Shalat fardu dalam sehari semalam yang boleh dijamak adalah pasangan shalat duhur dengan asar dan shalat magrib dengan ‘isya. Sedangkan shalat subuh tidak boleh dijamak. Demikian pula orang tidak boleh menjamak shalat asar dengan magrib.
Shalat jamak dapat dilaksanakan dengan dua cara:
  1. Jamak Takdim (jamak yang didahulukan), yakni menjamak dua shalat yang dilaksanakan pada waktu yang pertama. Misalnya menjamak shalat duhur dengan asar, dikerjakan pada waktu duhur ( 4 rakaat salat duhur dan 4 rakaat salat asar) atau menjamak salat magrib dengan ‘isya dilaksanakan pada waktu magrib (3 rakaat salat magrib dan 4 rakaat salat ‘isya).
  2. Jamak Ta’khir (jamak yang diakhirkan), yakni menjamak dua shalat yang dilaksanakan pada waktu yang kedua. Misalnya menjamak shalat duhur dengan asar, dikerjakan pada waktu asar atau menjamak shalat magrib dengan ‘isya dilaksanakan pada waktu ‘isya.
Dalam melaksanakan shalat jamak takdim maka harus berniat menjamak shalat kedua pada waktu yang pertama, mendahulukan salat pertama dan dilaksanakan berurutan, tidak diselingi perbuatan atau perkataan lain. Adapun saat melaksanakan jamak ta’khir maka harus berniat menjamak dan berurutan. Tidak disyaratkan harus mendahulukan shalat pertama. Boleh mendahulukan shalat pertama baru melakukan shalat kedua atau sebaliknya.

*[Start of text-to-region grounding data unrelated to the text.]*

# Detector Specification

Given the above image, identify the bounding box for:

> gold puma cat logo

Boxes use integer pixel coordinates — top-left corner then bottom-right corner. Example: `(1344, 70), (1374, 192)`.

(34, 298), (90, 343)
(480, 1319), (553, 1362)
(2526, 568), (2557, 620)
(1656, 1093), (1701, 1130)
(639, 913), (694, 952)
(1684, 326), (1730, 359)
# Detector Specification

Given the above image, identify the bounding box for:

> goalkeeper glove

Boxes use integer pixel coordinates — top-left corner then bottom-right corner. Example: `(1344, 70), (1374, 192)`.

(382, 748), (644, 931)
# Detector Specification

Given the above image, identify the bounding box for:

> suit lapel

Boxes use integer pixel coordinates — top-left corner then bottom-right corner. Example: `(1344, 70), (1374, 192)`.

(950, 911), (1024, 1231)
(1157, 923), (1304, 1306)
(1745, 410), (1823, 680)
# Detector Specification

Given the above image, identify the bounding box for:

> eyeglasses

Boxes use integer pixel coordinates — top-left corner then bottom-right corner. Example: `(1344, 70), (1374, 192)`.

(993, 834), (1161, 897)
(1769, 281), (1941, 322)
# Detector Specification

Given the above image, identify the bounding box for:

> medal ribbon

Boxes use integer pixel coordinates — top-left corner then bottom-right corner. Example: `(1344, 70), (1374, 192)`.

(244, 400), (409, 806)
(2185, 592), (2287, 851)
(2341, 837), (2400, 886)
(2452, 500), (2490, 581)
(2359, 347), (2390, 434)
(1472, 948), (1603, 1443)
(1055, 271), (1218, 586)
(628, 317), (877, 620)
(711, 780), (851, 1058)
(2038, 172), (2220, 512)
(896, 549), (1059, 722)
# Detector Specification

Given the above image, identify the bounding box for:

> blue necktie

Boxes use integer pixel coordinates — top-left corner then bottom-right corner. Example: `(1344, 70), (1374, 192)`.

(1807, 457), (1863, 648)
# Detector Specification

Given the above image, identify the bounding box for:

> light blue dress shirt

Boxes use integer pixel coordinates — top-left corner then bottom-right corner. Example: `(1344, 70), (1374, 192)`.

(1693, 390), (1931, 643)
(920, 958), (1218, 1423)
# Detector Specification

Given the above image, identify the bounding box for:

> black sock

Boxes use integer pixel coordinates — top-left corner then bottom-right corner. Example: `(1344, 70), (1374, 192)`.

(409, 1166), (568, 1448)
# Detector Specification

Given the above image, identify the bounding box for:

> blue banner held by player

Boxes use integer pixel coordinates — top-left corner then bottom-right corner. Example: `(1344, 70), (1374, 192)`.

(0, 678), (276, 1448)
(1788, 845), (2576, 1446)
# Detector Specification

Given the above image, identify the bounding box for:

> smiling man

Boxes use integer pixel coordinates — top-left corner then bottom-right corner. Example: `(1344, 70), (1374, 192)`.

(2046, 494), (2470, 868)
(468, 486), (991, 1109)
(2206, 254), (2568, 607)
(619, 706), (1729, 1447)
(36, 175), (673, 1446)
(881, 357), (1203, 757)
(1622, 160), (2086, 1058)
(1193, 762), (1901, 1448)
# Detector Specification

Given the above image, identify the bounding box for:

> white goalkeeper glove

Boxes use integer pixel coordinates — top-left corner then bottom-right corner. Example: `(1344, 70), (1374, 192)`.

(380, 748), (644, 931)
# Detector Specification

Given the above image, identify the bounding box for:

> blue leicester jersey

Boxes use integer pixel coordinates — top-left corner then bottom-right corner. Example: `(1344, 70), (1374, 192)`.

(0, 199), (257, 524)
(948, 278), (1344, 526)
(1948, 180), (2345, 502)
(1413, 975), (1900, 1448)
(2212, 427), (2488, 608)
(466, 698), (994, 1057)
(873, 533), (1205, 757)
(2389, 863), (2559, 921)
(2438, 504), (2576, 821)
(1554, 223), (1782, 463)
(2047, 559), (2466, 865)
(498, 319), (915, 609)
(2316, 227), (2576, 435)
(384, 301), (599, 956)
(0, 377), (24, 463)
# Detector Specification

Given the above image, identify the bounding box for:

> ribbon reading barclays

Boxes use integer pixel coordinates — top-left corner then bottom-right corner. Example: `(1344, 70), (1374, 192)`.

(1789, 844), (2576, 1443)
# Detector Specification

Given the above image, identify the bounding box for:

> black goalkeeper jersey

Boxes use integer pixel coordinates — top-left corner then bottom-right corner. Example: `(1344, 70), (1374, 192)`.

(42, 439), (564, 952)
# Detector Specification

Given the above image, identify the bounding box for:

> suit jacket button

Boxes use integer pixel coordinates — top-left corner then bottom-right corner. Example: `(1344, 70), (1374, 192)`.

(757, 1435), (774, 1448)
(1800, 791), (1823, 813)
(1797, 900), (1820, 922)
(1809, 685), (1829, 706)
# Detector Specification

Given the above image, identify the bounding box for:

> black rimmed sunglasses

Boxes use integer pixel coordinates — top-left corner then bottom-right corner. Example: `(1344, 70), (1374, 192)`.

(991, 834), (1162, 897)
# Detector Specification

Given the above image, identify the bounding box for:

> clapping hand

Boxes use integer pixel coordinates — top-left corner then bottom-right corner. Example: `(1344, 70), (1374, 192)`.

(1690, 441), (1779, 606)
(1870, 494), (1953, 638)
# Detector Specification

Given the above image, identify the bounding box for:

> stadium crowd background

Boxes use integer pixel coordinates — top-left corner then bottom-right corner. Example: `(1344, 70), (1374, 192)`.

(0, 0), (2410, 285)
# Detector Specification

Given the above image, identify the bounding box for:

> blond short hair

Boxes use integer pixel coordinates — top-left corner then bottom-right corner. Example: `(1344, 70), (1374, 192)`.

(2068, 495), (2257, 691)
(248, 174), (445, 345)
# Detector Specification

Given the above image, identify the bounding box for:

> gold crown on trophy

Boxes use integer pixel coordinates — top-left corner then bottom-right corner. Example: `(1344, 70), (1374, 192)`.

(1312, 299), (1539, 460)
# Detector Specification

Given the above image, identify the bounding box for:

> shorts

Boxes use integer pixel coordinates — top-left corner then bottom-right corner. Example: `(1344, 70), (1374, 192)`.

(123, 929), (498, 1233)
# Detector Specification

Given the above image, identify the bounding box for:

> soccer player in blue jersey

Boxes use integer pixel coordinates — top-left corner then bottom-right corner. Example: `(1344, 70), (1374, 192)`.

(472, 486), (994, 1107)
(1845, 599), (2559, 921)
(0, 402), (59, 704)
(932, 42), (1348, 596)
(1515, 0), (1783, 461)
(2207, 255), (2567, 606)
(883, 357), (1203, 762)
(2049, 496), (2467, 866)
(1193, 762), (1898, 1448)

 2.    Praktik Salat Jamak Takdim /Takhir

A. Cara Melaksanakan Salat Jamak Takdim

Misalnya salat duhur dengan asar: salat duhur dahulu empat rakaat kemudian salat asar empat rakaat, dilaksanakan pada waktu duhur.
Tata caranya sebagai berikut:
1)       niat shalat jamak takdim
2)   Takbiratul ihram
3)   Salat duhur empat rakaat seperti biasa.
4)   Salam.
5)   Berdiri lagi dan berniat salat yang kedua (asar),
6)   Takbiratul Ihram
7)   Salat asar empat rakaat seperti biasa.
8)   Salam.
Catatan: Setelah salam pada salat yang pertama harus langsung berdiri,tidak boleh diselingi perbuatan atau perkataan misalnya zikir, berdo’a, bercakap-cakap dan lain-lain).
  1. Cara Melaksanakan Salat Jamak Ta’khir.
Misalnya salat magrib dengan ‘isya: boleh salat magrib dulu tiga rakaat kemudian salat ‘isya empat rakaat, dilaksanakan pada waktu ‘isya.
Tata caranya sebagai berikut:
1)   Berniat menjamak salat magrib dan isya' secara takhir
2)   Takbiratul ihram
3)   Salat magrib tiga rakaat seperti biasa.
4)   Salam.
5)   Berdiri lagi dan berniat salat yang kedua (‘isya)
8)   Takbiratul Ihram
9)   Salat ‘isya empat rakaat seperti biasa.
10)    Salam.
Catatan: Ketentuan setelah salam pada salat yang pertama sama seperti salat jamak takdim. Untuk menghormati datangnya waktu salat, hendaknya keuika waktu salat pertama sudah tiba, maka orang yang akan menjamak ta’khir, sudah berniat untuk menjamak ta’khir salatnya, walaupun salatnya dilaksanakan pada waktu yang kedua.

B. Salat Qasar
1. Pengertian Salat Qasar
Salat qasar adalah salat yang dipendekkan (diringkas), yaitu melakukan salat fardu dengan cara meringkas dari empat rakaat menjadi dua rakaat. Salat fardu yang boleh diringkas adalah salat yang jumlah rakaatnya ada empat yaitu duhur , asar dan ‘isya.
Hukum melaksanakan salat qasar adalah mubah (diperbolehkan) jika syaratnya terpenuhi.
Allah berfirman dalam al Qur’an surat An Nisa ayat 101 yang artinya: “ Dan apabila kamu beprgian di muka bumi, maka tidak mengapa kamu menqasar salatmu, jika kamu takut diserang orang-orang kafir, sesungguhnya orang-orang kafir itu musuh yang nyata bagimu.” Q.S.(An Nisa[4]: 101)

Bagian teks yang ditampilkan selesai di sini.